2016) (citing Horsley, 160 So. 3d at 399).
Based on the foregoing, we find that Appellant's 100-year sentence violates Miller
and its progeny. See Henry v. State, 175 So. 3d 675, 679-80 (Fla. 2015) (reversing
1 Now codified in §§ 775.082, 921.1401, 921.1402, Fla. Stat. (2014).
2
juvenile defendant's aggregate 90-year sentence); Gridine v. State, 175 So. 3d 672, 675
(Fla. 2015) (reversing juvenile defendant's 70-year sentence); Cook v. State, 190 So. 3d
215, 216 (Fla. 4th DCA 2016) (reversing juvenile defendant's 93-year sentence). Although
the sentencing court exercised discretion before imposing Appellant's sentence, our
supreme court has determined that discretionary sentences nonetheless implicate Miller.
See Landrum, 192 So. 3d at 460. Moreover, the sentencing court did not "take into
account how children are different, and how those differences counsel against irrevocably
sentencing them to a lifetime in prison." Miller, 132 S. Ct. at 2469 (footnote omitted).
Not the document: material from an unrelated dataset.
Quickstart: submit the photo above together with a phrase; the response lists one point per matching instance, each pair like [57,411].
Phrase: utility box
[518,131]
Appellant received a 25-year minimum mandatory sentence, but there is no guarantee
that he will be released during his natural lifetime based upon demonstrated maturity and
rehabilitation. See Henry, 175 So. 3d at 680. Accordingly, we reverse and remand for
resentencing under chapter 2014-220, Laws of Florida. See Horsley, 160 So. 3d at 409-
10.
REVERSED and REMANDED for RESENTENCING.
LAWSON, C.J., ORFINGER and WALLIS, JJ., concur.